TANJUNG PINANG – Pengadilan Negeri Tanjung Pinang menggelar sidang perdana Peninjauan Kembali (PK) kasus korupsi Dana Bantuan Operasional Sekolah (BOS) SMK Negeri 1 Batam untuk tahun 2017-2019 pada Senin (09/09/2024). Dalam kasus ini, mantan Kepala Sekolah SMK Negeri 1 Batam, Lea Lindrawijaya Suroso, bertindak sebagai pemohon PK.
Lea Lindrawijaya didampingi oleh tim Kuasa Hukum dari Firma Victoria, yang terdiri dari Kamaruddin Simanjuntak, Jimmi Manalu, Nico Iryanto Sihombing, dan Jusfer Panggabean. Dalam sidang tersebut, Majelis Hakim yang diketuai oleh Ricky Ferdinan dan beranggotakan Fauzi serta Albiferi menyatakan bahwa berkas permohonan PK akan dikirimkan oleh Pengadilan Negeri Tanjung Pinang ke Mahkamah Agung (MA) untuk diproses lebih lanjut.
“Kami selaku tim kuasa hukum masih akan menunggu keputusan dari MA, apakah permohonan PK ini akan dikabulkan atau tidak,” ujar Nico Iryanto Sihombing usai persidangan.
Nico menjelaskan bahwa dalam perkara ini, pihaknya telah mengajukan beberapa bukti baru (novum) dalam Memori PK. Di antaranya adalah Surat Komite SMKN 1 Batam terkait Berita Setuju Bayar tahun 2018 dan 2019, serta laporan penerimaan dan pengeluaran keuangan SMKN 1 Batam untuk tahun 2019 dan 2020. Selain itu, mereka juga mengajukan peraturan perundang-undangan terkait SPP, sumbangan, serta pemberian THR untuk ASN.
“Total ada 22 novum yang kami ajukan,” jelas Nico.
Tim Kuasa Hukum berharap bahwa Majelis Hakim yang memeriksa kasus ini akan mengabulkan permohonan PK dan membatalkan putusan kasasi yang sebelumnya memperkuat putusan banding atas terpidana.
“Dengan dikabulkannya PK, kami berharap dapat memulihkan nama baik pemohon dan membatalkan putusan yang dijatuhkan sebelumnya,” tambah Nico.
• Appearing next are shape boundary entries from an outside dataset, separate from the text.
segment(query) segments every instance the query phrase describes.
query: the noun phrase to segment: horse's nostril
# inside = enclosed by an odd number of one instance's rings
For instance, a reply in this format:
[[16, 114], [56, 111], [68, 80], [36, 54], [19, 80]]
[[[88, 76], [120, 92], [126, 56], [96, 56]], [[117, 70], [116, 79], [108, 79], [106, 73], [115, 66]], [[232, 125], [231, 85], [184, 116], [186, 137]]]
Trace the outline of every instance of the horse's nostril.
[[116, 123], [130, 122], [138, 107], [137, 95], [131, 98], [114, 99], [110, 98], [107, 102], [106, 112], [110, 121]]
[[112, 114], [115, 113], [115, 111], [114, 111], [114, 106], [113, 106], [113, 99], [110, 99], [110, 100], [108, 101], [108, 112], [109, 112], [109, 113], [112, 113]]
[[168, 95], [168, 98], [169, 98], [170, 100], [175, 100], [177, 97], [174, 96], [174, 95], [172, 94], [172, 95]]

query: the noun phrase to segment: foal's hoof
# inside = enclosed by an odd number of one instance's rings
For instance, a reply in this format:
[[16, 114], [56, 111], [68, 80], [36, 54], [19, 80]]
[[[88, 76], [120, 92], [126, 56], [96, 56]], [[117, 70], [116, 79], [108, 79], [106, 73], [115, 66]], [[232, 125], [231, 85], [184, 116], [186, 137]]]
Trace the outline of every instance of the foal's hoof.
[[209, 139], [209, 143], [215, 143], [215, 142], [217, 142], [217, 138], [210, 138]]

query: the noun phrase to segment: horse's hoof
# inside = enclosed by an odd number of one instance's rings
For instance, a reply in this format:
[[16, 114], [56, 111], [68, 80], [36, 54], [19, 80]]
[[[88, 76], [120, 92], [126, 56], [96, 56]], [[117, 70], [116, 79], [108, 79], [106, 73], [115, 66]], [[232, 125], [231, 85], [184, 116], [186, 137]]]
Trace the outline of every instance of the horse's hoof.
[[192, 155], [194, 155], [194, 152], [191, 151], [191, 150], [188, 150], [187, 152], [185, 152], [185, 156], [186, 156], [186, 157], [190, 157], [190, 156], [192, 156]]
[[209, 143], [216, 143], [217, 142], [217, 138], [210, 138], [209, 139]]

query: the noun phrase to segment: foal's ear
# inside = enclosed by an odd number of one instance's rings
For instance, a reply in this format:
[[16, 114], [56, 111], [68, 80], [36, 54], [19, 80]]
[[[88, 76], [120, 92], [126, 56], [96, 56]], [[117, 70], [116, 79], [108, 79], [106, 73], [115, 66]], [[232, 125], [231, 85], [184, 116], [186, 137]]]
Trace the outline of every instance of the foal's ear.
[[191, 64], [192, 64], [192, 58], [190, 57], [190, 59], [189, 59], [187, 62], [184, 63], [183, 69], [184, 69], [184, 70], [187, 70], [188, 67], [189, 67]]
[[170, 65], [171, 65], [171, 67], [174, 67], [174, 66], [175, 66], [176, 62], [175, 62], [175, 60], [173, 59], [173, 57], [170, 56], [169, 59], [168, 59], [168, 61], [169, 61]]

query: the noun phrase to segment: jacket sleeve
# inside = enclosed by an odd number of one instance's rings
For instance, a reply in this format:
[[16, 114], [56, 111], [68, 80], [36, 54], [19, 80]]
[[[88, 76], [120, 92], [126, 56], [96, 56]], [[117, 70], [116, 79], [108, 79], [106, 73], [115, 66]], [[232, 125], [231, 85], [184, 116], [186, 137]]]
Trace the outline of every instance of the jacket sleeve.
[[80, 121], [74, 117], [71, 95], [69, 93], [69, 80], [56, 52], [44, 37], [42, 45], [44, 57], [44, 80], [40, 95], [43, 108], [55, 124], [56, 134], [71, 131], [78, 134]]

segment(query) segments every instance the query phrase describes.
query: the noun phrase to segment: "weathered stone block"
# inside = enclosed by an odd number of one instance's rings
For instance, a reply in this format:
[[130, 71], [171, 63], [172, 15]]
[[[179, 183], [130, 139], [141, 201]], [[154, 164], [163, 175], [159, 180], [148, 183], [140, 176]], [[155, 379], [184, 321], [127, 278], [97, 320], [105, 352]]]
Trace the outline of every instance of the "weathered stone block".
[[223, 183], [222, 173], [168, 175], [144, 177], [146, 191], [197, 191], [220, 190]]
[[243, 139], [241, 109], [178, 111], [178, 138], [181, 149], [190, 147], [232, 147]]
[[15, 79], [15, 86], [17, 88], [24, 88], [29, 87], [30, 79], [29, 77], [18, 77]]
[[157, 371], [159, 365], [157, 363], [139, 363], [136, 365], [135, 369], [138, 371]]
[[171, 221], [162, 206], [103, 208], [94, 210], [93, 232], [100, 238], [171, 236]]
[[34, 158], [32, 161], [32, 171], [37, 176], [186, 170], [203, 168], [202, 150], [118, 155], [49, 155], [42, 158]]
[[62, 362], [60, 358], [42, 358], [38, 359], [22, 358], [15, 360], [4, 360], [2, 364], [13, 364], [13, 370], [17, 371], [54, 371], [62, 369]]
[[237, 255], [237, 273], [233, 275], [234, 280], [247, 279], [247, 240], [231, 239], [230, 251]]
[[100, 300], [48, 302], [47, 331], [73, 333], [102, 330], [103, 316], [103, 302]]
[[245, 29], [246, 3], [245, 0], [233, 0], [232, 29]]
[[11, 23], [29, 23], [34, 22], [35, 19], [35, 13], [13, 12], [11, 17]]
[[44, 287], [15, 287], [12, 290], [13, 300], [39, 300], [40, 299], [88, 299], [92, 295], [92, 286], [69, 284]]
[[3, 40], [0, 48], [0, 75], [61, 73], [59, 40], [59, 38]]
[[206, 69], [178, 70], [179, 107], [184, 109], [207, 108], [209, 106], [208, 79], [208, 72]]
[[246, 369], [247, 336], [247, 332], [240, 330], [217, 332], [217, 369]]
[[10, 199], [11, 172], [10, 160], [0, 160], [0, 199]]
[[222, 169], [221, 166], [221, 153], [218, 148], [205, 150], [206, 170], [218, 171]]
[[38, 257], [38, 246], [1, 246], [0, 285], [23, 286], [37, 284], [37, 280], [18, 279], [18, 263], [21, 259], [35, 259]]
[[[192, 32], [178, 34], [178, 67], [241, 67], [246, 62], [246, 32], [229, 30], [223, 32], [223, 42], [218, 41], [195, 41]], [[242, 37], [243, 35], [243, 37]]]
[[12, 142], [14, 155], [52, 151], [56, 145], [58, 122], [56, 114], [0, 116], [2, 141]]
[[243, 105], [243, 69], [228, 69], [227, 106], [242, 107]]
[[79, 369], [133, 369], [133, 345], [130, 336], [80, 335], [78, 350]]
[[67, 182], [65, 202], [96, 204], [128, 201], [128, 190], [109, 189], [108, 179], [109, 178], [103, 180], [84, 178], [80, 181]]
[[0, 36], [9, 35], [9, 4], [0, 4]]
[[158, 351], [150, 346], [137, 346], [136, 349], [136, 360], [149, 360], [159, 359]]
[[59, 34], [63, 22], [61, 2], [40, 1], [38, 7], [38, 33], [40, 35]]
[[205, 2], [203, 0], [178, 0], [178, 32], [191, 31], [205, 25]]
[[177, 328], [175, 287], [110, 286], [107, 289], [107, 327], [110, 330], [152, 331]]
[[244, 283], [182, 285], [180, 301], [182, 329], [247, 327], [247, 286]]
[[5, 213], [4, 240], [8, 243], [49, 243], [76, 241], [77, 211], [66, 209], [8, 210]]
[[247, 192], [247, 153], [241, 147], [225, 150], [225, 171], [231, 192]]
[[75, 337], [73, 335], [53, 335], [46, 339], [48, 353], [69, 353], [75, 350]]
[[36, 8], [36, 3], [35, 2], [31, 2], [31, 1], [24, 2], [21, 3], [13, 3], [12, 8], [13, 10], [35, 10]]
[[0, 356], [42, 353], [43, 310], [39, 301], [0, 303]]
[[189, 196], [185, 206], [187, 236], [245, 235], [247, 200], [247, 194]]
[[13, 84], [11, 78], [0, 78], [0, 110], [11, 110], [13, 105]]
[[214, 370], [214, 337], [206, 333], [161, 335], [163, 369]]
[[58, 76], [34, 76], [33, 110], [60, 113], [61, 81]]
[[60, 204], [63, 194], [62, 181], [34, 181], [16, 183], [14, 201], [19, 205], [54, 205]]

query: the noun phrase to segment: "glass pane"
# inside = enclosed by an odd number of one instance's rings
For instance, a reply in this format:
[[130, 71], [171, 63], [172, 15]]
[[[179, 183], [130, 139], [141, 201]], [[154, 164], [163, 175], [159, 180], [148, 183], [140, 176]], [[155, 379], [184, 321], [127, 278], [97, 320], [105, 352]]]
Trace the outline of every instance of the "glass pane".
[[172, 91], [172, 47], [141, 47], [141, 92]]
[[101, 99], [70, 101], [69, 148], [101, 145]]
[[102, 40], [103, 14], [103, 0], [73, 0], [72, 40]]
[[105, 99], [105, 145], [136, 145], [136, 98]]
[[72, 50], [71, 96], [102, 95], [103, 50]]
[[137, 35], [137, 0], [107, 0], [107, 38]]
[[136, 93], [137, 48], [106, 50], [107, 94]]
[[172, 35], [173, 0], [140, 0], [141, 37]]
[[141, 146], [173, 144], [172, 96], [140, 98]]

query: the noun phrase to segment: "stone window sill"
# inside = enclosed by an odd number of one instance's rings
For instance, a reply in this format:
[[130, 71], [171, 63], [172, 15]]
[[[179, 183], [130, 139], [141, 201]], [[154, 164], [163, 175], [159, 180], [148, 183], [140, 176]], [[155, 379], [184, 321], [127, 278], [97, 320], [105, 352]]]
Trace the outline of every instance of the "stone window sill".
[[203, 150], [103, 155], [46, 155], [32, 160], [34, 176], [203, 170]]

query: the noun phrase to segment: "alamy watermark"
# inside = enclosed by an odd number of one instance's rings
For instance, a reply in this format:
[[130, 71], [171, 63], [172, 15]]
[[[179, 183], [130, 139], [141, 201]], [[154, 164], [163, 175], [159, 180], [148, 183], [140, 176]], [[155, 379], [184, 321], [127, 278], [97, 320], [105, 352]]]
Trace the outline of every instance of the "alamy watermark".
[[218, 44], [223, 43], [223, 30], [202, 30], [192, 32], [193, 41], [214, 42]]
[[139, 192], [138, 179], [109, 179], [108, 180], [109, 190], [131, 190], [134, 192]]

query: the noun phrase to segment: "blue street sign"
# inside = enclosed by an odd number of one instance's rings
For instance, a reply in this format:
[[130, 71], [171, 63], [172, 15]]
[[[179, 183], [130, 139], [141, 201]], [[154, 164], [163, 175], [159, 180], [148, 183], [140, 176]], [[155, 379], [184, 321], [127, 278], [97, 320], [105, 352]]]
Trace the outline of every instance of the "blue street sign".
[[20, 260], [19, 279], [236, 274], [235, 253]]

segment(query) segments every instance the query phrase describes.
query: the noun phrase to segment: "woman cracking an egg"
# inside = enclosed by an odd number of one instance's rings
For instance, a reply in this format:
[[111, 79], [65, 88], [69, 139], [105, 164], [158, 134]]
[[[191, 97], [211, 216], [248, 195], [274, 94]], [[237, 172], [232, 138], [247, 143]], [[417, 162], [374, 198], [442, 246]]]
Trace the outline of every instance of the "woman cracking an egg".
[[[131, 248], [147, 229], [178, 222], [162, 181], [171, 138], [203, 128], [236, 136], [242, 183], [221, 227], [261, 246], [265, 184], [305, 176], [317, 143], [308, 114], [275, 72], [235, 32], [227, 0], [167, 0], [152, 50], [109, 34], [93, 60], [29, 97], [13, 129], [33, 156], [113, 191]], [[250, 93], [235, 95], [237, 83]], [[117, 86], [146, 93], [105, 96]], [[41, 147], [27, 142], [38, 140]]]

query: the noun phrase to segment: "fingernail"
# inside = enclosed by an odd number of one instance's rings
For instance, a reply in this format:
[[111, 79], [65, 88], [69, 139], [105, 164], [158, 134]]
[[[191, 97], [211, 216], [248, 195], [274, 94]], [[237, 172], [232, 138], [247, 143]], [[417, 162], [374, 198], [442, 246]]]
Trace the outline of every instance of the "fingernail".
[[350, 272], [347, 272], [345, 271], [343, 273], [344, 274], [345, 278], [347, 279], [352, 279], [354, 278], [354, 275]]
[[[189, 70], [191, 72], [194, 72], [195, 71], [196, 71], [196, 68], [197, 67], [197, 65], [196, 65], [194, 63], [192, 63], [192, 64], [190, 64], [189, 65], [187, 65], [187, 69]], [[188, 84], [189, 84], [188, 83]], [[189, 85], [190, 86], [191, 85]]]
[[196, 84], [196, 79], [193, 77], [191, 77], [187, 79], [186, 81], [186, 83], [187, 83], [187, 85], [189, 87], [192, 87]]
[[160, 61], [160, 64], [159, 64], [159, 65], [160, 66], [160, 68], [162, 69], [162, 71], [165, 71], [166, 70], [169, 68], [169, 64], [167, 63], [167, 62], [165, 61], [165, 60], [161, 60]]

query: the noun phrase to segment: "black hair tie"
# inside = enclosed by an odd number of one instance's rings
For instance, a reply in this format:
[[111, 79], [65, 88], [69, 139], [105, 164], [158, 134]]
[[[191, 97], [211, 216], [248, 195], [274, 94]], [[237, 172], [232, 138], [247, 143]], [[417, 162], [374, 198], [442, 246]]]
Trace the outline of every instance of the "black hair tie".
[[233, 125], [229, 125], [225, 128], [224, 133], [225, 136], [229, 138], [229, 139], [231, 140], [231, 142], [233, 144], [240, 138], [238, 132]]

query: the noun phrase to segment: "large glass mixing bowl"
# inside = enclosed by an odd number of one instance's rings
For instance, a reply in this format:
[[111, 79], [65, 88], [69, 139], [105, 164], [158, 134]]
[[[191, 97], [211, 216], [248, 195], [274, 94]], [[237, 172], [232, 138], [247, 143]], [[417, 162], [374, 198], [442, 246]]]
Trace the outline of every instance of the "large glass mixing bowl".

Kuasa Hukum lainnya, Jimmi Manalu, juga menekankan bahwa permohonan PK mereka telah sesuai dengan UU Nomor 20 Tahun 2023 tentang Sistem Pendidikan Nasional, PP Nomor 48 Tahun 2008 tentang Pendanaan Pendidikan, dan Permendikbud Nomor 75 Tahun 2005 tentang Komite Sekolah. Selain itu, ia menjelaskan bahwa sumber dana pendidikan dari masyarakat, termasuk SPP dan sumbangan, bukan merupakan uang negara.
“Harus dipahami bahwa dana SPP dan sumbangan bukan merupakan uang negara dan tidak masuk dalam APBD atau APBN,” tegas Jimmi.
Menurut Jimmi, yang menjadi temuan dalam kasus ini adalah penggunaan dana SPP, bukan dana BOS, untuk kegiatan seperti pemberian THR bagi guru yang berstatus ASN, outbound PTK, dan dana cashback yang diakui sebagai sumbangan yang digunakan untuk belanja sekolah.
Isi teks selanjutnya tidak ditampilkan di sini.